Kenya will need to mobilise a significant portion of its climate action investment needs from the private sector, in a bid to meet its $62 billion (Sh9.4 trillion) climate financing commitment, World Bank has said.
The global lender said that the country will be forced to look to the private sector, where financing is more readily available, after it emerged that Kenya is currently only willing to mobilise 13 per cent of the amount.
Details contained in World Bank's Kenya's first Climate and Development Report (CCDR), show that the government estimates that delivering its updated Nationally Determined Contribution (NDC) will cost $62 billion (Sh9.4 trillion) and has committed to mobilise resources to meet 13 per cent of the cost.
The multilateral agency says that given the country’s reliance on public sector financing, either directly or as a conduit for international financing from development banks and donors, the government will need to explore a range of options to crowd in new sources of money.
Financing to increase Kenya’s resilience to climate change will require both domestic resources and expanding climate-compatible private investment in existing areas, such as livestock feed and trading.
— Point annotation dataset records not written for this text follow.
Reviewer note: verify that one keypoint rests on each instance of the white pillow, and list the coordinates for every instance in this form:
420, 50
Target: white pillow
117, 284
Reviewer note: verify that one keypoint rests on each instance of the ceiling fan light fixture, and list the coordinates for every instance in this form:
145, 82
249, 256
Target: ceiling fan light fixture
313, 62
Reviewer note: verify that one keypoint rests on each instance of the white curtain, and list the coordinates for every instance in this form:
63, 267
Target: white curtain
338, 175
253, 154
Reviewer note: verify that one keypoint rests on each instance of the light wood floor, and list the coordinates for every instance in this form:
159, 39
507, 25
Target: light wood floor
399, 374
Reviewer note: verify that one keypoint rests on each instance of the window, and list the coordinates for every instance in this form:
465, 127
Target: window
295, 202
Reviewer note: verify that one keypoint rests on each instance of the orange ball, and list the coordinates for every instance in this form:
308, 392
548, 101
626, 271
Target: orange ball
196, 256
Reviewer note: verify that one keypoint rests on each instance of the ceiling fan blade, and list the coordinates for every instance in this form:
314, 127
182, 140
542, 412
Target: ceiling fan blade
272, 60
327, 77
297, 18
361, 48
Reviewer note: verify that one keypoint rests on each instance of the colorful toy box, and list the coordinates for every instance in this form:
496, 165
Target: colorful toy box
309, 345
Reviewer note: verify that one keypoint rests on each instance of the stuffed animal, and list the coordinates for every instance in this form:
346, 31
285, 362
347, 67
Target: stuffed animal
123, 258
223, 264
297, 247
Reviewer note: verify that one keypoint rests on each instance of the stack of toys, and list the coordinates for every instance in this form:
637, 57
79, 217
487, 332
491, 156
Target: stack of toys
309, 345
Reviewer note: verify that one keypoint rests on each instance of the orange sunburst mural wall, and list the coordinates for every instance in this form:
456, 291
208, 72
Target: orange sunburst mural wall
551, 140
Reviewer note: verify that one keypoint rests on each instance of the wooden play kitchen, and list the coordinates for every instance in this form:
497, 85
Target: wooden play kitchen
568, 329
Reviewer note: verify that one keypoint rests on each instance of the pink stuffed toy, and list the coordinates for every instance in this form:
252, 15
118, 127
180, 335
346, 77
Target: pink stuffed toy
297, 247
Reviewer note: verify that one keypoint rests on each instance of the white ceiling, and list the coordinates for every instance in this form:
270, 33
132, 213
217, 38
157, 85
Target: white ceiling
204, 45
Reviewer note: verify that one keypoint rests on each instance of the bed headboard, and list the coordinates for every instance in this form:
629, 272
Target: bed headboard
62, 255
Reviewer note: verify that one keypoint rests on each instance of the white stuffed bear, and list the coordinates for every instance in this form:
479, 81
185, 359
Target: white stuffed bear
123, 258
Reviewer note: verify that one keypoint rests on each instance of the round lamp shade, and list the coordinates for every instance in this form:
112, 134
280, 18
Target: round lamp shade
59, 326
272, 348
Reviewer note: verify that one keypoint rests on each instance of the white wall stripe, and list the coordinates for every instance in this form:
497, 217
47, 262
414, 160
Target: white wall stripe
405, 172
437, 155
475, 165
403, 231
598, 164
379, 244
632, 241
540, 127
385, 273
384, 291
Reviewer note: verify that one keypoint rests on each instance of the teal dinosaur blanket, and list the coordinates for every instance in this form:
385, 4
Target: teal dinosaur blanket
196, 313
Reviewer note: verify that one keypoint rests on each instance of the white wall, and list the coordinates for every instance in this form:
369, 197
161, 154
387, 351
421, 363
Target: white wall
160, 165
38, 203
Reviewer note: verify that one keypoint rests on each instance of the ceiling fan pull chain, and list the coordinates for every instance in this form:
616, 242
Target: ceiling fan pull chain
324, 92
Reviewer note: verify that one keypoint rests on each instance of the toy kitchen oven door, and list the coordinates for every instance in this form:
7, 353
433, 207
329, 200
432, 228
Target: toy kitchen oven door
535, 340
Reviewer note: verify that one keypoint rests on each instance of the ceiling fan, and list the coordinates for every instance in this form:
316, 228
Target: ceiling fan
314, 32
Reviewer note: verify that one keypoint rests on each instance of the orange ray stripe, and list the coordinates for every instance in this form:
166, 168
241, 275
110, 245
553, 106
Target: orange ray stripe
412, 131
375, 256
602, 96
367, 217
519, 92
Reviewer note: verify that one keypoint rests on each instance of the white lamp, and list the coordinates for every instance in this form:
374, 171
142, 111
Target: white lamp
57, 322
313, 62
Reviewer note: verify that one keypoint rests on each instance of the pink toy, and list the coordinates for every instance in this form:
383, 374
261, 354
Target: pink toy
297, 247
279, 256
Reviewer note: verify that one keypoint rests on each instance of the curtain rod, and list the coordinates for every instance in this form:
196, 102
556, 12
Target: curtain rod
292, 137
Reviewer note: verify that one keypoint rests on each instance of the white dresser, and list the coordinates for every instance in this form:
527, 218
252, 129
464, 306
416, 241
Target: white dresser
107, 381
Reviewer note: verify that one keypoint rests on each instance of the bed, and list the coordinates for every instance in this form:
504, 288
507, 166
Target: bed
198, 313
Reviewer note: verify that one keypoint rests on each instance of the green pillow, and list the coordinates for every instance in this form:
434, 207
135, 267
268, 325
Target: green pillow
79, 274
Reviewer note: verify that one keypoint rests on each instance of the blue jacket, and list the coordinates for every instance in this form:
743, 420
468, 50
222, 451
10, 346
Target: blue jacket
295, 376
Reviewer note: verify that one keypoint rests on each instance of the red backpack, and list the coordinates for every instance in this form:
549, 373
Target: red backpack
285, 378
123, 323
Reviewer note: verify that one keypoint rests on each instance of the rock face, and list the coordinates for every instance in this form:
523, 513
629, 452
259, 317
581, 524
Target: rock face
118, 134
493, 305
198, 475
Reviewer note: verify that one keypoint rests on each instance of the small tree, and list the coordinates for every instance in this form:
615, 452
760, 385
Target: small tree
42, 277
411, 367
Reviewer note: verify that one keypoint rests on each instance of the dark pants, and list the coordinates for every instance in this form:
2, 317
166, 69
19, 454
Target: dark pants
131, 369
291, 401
“While filling the financing gap is imperative for climate-positive development, our estimation of investment needs for a few of key actions. For example, the additional capital investment needed to decarbonize power generation is nine percent of the investments needed without decarbonisation consideration,” the report reads in part.
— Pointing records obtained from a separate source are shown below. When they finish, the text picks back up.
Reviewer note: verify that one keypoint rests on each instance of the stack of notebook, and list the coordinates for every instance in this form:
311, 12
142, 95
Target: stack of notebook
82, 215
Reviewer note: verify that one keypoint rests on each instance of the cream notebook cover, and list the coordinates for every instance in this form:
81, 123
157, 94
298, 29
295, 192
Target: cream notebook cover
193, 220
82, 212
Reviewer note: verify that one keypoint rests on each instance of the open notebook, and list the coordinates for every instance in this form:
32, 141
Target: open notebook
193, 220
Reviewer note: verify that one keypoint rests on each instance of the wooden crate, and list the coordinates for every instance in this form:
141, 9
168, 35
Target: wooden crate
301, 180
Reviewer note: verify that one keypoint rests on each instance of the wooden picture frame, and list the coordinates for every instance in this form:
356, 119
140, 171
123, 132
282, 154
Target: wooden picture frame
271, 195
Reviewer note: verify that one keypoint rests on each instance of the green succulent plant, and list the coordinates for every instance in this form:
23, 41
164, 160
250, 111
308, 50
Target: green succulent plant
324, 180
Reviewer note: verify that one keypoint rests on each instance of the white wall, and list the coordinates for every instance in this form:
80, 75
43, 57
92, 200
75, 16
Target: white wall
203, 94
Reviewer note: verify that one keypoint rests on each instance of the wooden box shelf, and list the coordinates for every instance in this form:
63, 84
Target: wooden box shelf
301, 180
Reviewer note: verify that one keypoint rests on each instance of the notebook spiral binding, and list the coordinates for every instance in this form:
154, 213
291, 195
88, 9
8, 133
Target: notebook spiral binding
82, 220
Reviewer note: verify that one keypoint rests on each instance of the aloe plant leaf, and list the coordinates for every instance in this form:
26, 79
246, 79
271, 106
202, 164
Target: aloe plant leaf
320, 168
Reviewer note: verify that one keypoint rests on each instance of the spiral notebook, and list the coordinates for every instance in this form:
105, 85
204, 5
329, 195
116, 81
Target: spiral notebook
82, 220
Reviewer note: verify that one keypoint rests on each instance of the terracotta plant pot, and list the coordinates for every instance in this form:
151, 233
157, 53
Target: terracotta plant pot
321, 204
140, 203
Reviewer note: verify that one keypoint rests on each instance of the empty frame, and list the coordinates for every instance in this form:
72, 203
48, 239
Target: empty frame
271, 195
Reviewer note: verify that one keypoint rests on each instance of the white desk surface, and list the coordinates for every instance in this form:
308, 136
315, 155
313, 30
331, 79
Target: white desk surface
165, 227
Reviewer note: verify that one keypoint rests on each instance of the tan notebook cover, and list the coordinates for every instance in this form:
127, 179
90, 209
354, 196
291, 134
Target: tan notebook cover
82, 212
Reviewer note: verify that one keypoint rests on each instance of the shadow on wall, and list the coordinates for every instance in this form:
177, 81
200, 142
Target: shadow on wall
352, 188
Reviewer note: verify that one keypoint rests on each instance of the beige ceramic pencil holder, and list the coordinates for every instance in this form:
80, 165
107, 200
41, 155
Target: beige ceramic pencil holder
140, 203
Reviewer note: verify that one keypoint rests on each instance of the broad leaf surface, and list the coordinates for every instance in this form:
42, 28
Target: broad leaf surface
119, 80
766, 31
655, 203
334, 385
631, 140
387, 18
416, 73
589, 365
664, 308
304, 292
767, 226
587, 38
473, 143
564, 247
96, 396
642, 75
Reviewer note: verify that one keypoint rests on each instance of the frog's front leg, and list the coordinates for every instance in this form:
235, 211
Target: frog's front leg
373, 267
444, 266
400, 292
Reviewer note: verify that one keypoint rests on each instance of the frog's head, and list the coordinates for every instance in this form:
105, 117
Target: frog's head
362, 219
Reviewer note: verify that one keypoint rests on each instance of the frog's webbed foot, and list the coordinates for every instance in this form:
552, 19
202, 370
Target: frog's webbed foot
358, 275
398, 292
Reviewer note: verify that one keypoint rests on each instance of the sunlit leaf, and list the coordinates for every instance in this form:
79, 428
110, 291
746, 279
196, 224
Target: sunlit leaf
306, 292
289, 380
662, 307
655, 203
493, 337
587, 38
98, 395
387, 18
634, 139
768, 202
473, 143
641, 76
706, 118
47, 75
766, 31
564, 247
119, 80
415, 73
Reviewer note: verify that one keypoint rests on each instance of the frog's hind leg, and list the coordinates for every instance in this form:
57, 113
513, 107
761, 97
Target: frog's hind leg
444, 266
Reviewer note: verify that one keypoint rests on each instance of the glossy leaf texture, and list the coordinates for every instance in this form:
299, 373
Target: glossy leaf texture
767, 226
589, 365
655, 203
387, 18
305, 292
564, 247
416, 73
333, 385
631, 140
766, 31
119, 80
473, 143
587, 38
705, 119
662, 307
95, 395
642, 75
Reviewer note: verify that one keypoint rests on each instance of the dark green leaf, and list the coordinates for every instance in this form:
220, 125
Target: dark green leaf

World Bank says that the country will need around $5.39 billion (Sh810 billion) of additional financing per year.
Kenya is highly exposed to climate change, ranking 41st in the world’s most vulnerable countries, according to the Notre Dame Global Adaptation Initiative.
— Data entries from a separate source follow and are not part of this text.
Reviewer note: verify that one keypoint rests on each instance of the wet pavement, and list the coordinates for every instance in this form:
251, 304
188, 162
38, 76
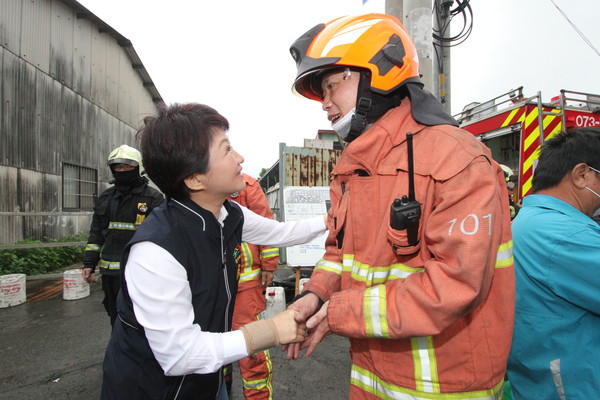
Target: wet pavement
52, 349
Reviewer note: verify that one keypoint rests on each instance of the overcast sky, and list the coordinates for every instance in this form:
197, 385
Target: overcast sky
233, 55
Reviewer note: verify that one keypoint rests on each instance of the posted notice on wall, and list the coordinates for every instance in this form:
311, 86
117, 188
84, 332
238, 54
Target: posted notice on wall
304, 202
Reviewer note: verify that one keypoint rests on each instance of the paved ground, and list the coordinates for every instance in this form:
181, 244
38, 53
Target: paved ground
52, 349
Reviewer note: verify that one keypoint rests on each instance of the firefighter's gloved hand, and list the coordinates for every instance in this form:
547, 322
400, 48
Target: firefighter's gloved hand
88, 274
266, 333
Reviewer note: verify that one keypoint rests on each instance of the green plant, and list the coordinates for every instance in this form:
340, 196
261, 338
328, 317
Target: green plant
34, 261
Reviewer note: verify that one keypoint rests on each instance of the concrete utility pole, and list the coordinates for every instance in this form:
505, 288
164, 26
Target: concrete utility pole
418, 19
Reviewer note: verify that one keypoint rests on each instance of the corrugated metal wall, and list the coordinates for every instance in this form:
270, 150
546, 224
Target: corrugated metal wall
308, 166
69, 95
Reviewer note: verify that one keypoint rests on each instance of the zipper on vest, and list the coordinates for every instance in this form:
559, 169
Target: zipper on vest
228, 290
225, 276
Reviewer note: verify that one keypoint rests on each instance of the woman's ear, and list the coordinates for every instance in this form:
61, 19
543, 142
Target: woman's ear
195, 182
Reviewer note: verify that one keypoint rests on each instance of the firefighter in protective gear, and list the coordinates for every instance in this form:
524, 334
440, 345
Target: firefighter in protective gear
258, 264
429, 316
118, 212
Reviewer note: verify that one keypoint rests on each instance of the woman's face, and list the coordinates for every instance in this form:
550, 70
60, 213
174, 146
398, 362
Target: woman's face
224, 174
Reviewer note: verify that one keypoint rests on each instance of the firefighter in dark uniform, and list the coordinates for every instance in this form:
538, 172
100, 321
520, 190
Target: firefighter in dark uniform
118, 212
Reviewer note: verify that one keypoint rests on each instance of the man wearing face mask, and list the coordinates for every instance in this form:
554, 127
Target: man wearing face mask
555, 348
118, 212
418, 268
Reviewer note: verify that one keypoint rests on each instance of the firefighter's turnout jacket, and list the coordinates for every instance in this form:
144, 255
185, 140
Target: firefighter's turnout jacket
256, 369
435, 318
255, 259
117, 215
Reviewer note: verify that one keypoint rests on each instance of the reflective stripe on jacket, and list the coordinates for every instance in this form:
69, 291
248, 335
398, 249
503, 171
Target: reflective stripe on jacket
255, 259
116, 218
433, 320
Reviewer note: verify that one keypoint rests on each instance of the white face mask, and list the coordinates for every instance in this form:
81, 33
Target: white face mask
342, 126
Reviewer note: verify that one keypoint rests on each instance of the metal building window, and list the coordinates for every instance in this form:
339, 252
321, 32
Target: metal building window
80, 187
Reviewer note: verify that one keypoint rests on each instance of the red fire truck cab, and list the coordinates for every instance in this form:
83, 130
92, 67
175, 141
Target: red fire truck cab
510, 126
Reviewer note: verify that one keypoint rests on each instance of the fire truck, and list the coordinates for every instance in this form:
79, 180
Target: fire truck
514, 127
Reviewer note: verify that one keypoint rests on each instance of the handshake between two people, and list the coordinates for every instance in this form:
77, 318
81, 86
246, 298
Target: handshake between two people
302, 326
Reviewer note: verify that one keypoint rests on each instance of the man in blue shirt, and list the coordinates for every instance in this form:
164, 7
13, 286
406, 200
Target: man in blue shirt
556, 344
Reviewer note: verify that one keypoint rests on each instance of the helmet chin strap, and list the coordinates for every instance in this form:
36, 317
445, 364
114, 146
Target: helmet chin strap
363, 105
370, 106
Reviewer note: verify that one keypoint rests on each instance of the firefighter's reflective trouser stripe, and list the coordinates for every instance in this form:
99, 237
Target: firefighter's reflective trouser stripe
255, 370
248, 273
126, 226
376, 326
257, 388
92, 247
371, 383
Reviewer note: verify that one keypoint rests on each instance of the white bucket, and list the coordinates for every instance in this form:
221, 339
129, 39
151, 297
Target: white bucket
301, 283
275, 299
12, 290
74, 286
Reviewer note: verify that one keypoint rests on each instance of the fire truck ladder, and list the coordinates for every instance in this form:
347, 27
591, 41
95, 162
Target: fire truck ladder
542, 114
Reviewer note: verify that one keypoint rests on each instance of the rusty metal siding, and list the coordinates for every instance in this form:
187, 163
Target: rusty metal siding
98, 77
10, 25
308, 167
34, 36
82, 57
61, 43
69, 94
29, 207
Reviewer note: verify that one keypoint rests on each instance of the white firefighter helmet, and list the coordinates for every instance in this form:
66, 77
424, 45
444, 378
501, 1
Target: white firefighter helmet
126, 155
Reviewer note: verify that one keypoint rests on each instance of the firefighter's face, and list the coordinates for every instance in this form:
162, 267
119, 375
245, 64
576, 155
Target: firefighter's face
224, 174
339, 93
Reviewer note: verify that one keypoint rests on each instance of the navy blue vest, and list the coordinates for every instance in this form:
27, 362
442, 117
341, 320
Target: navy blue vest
210, 256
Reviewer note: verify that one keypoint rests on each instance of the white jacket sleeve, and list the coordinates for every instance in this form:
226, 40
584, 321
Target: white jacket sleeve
162, 303
267, 232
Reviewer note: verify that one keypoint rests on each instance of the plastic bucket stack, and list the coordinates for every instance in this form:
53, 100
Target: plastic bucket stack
12, 290
275, 297
74, 286
301, 283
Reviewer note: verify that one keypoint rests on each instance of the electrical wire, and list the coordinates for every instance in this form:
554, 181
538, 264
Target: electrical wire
440, 40
439, 35
585, 39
With its primarily rain-fed agriculture sector, levels of informality in the economy, and a slowdown in the structural transformation of the economy, Kenya is exposed to exogenous climate risks.
According to the report, to achieve and sustain upper middle-income country status, Kenya will need to accelerate the use of public policies, public investments, and private sector financing to increase productivity, reduce regional inequities, and align efforts to boost growth with its commitments to climate action.
“But for this market to grow, the government needs to address existing barriers, including limited access to suitable capital given traditional lending patterns, titling issues, high land costs in urban and semi-urban areas, and the slow adoption of alternative building materials,” said the lender.
World Bank says there are significant opportunities for mobilising private sector financing in the investment areas of restoring forest landscapes, where the economic benefits justify the investment.
The report notes that, however, Kenya is well positioned to accelerate private sector-led growth, and expand and explore the use of climate financing options.
These include carbon markets and risk transfer instruments in the short-term and debt instruments in the medium-term.
In 2018, Kenya invested a total of $1.53 billion in public climate finance and received an additional $0.97 billion in private climate finance, and around 80 per cent of all climate finance tracked flowed to mitigation sectors, such as energy.